The trading activity shown is similar to patterns that regulators have identiﬁed as spooﬁng in recent enforcement actions, where a trader’s alleged intention was to cancel a bid or oﬀer before execution.
Examining the rest of this trader’s activity, multiple instances of this trading pattern were found, further strengthening the impression that the intent of the trader’s order actions was to gain an unfair execution advantage.
Our second tool takes this one step farther. We are training the computer to understand normal market activity and tell us when the market is unbalanced—when liquidity is illusionary or volume is artiﬁcial.
As we said above, it is not for us to judge who is a bad actor or not. We cannot judge intent. What we can do is identify clusters of actions that appear to share intent, score the likelihood of attracting regulatory attention and measure the eﬀect that the actions had on the market. The rest is in the hands of the market participants.

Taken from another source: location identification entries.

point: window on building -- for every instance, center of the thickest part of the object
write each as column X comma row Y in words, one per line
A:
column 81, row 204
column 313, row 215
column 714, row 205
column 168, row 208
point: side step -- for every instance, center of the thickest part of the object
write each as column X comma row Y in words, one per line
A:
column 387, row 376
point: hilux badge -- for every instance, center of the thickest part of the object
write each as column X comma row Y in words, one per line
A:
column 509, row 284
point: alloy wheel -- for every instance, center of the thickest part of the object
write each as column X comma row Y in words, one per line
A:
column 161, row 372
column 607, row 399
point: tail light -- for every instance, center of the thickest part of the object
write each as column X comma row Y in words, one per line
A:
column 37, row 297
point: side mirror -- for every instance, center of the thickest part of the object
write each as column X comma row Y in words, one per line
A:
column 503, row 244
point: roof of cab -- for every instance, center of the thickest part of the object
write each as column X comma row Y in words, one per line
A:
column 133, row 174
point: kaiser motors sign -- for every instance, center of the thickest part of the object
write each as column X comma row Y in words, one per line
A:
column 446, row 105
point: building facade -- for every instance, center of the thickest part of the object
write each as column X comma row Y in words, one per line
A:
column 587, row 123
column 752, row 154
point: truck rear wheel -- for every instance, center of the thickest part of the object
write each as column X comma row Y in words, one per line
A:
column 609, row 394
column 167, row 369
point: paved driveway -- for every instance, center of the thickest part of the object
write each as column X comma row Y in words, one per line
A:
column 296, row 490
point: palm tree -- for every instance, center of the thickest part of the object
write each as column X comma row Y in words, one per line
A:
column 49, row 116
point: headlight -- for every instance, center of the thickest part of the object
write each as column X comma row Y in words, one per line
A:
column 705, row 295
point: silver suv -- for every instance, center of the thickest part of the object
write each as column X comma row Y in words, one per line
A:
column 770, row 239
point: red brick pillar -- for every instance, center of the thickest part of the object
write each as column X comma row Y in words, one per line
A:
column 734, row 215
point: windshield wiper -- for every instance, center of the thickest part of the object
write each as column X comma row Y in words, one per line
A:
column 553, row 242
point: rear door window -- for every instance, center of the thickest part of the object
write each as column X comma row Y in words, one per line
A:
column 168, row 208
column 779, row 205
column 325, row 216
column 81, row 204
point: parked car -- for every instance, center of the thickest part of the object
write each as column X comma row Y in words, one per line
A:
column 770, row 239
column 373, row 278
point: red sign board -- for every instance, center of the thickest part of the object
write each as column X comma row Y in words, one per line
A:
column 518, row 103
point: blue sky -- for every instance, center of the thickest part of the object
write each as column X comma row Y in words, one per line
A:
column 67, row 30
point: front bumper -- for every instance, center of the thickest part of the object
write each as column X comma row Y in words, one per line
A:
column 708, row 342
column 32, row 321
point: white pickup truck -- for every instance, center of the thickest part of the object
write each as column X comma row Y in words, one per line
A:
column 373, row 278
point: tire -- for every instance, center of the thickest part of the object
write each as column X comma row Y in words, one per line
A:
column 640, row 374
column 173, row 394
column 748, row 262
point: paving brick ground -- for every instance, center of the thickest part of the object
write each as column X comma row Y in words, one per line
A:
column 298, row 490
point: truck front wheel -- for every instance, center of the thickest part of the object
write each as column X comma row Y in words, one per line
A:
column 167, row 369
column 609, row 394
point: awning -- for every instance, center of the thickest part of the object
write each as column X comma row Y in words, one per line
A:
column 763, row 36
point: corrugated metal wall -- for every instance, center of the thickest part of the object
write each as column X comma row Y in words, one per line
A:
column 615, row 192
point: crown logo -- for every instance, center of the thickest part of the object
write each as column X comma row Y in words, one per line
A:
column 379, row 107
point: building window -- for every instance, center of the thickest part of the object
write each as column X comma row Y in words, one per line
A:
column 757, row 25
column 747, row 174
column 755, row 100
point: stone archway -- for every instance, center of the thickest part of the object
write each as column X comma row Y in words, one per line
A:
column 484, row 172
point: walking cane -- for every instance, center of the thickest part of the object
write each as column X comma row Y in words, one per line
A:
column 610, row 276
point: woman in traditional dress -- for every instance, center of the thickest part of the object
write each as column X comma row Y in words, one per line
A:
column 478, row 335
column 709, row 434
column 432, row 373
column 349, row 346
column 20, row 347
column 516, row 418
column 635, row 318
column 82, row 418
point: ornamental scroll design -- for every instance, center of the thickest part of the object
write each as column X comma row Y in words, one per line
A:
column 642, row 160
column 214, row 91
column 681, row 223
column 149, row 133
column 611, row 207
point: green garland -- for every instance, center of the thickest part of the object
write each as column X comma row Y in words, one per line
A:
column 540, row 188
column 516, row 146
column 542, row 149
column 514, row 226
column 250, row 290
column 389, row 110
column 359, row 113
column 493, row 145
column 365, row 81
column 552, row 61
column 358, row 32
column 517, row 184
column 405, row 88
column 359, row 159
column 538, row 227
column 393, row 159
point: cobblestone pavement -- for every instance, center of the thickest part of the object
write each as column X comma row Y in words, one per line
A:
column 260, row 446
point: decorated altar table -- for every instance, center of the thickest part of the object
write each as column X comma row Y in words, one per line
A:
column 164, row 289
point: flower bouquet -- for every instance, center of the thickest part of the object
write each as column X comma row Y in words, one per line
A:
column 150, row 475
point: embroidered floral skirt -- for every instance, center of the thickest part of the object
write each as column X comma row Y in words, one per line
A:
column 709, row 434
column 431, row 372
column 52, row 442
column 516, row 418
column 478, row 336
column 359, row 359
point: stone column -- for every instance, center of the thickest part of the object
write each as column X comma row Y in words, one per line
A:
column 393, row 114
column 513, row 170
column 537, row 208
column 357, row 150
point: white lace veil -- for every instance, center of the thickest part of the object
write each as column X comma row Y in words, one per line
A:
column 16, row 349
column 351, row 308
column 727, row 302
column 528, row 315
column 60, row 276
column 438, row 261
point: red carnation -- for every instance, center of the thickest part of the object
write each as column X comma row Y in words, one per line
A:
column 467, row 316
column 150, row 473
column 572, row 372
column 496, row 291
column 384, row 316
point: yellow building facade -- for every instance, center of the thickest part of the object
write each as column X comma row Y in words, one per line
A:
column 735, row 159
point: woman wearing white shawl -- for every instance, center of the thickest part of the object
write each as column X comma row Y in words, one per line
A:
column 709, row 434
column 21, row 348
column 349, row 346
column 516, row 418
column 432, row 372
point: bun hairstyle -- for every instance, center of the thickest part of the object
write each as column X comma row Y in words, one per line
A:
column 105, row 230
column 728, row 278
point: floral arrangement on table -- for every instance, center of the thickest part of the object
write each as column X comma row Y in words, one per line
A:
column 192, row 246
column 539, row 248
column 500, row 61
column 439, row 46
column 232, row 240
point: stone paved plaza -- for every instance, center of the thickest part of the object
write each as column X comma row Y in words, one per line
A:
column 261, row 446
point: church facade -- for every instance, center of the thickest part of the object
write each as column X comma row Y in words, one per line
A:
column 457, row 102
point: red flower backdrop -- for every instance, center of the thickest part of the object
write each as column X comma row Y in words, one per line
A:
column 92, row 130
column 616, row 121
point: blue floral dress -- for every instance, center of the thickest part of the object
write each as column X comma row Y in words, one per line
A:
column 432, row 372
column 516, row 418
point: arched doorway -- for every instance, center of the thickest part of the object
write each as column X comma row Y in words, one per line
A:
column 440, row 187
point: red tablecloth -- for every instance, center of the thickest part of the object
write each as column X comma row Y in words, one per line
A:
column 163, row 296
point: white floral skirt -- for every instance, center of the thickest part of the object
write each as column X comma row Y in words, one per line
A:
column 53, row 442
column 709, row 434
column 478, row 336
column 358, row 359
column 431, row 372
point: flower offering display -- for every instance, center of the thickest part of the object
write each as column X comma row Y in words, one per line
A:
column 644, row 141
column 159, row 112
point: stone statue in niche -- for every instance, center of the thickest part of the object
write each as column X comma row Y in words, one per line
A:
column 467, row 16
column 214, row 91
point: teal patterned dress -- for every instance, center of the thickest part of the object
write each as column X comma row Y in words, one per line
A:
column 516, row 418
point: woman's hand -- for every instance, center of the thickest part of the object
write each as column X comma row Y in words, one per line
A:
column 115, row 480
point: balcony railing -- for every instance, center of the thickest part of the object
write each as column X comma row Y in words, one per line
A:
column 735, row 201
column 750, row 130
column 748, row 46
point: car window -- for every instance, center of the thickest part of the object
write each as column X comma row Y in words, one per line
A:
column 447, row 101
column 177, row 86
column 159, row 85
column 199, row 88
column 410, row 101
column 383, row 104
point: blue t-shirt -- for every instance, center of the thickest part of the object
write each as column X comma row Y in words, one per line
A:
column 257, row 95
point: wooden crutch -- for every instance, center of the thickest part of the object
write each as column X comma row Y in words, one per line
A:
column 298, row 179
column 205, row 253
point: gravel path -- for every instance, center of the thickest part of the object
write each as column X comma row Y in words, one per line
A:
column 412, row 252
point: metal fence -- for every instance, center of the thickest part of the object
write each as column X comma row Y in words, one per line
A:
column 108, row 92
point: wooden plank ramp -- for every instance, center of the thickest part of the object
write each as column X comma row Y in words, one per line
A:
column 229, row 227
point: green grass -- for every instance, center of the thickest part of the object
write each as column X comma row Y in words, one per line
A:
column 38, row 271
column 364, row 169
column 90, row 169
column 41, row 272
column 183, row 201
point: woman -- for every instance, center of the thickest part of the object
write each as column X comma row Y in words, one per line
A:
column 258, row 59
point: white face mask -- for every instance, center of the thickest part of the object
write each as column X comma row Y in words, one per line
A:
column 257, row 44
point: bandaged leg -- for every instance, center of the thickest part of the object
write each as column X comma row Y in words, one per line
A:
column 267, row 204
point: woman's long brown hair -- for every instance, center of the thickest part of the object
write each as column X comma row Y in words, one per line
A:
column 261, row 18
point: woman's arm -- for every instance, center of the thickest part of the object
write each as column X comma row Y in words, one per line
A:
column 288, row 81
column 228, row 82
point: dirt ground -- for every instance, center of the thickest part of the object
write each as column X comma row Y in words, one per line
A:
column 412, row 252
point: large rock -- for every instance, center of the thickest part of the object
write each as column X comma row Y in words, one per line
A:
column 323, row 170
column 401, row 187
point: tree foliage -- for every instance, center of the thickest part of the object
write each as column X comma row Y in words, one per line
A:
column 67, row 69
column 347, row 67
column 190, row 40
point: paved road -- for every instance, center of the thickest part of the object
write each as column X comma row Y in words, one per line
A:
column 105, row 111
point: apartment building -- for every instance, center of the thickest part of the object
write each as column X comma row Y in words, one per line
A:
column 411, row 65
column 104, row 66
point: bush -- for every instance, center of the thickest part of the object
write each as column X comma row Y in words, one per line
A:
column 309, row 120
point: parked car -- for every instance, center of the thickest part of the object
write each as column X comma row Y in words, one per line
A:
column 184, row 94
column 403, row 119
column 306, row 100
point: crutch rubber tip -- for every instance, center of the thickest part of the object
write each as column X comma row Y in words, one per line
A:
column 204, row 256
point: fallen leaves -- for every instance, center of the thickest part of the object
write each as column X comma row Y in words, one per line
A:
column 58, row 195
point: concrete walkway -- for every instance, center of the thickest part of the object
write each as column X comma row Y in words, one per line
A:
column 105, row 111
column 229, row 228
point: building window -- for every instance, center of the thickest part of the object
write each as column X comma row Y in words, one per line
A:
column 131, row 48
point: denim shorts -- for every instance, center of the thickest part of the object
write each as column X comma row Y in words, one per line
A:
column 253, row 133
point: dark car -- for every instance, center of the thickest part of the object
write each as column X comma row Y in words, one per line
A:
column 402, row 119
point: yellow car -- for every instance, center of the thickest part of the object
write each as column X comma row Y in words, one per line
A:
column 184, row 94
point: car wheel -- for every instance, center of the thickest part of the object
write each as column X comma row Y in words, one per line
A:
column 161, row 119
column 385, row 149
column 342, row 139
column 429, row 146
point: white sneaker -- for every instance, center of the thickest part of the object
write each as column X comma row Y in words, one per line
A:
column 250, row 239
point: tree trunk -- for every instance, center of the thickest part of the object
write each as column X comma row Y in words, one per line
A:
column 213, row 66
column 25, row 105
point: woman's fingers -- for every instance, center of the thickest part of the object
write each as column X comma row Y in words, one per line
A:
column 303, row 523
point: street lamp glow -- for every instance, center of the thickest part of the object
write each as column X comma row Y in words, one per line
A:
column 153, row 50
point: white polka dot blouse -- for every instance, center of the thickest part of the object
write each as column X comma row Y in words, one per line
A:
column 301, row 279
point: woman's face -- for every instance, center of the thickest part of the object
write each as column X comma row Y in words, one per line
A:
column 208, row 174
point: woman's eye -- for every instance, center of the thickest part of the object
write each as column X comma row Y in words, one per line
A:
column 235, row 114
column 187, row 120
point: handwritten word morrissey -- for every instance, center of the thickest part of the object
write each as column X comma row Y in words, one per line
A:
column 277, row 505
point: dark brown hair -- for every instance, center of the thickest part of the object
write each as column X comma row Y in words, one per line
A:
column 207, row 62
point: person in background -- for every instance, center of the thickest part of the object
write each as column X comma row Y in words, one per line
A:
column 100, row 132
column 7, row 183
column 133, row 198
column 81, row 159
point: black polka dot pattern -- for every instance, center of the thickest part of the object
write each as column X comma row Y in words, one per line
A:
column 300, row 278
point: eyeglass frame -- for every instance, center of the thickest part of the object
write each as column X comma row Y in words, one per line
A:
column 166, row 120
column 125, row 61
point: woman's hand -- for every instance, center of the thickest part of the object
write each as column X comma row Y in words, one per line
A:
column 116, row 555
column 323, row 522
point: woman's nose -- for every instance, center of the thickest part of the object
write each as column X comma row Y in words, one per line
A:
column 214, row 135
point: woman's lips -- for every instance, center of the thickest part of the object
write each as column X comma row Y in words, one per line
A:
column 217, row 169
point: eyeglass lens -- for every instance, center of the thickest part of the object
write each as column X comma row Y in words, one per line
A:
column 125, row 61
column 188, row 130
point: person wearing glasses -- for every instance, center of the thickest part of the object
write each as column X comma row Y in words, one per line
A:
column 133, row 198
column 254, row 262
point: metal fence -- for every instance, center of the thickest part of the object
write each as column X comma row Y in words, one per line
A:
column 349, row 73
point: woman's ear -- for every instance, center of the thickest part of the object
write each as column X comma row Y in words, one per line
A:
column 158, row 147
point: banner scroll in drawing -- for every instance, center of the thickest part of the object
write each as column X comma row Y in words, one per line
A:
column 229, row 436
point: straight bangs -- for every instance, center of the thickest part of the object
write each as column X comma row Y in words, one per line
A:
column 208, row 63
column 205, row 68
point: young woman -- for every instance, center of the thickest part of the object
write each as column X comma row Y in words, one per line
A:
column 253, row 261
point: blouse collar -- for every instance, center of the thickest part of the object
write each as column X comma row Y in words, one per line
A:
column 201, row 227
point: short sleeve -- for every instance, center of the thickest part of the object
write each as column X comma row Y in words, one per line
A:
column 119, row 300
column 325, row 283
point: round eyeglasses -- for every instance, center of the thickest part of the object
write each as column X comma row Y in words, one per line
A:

The detection of spooﬁng is, of course, not the only application for machine learning in the ﬁnancial markets. In addition to our ﬁrm, there are a number of solution providers who have begun to solve diﬃcult problems.
On the hardware side, Nervana Systems has developed a cloud computing solution that allows deep learning solutions to better handle large-scale datasets. In other words, they are embedding intelligent software inside computer hardware so that data can be stored, accessed and moved far faster than with conventional hardware.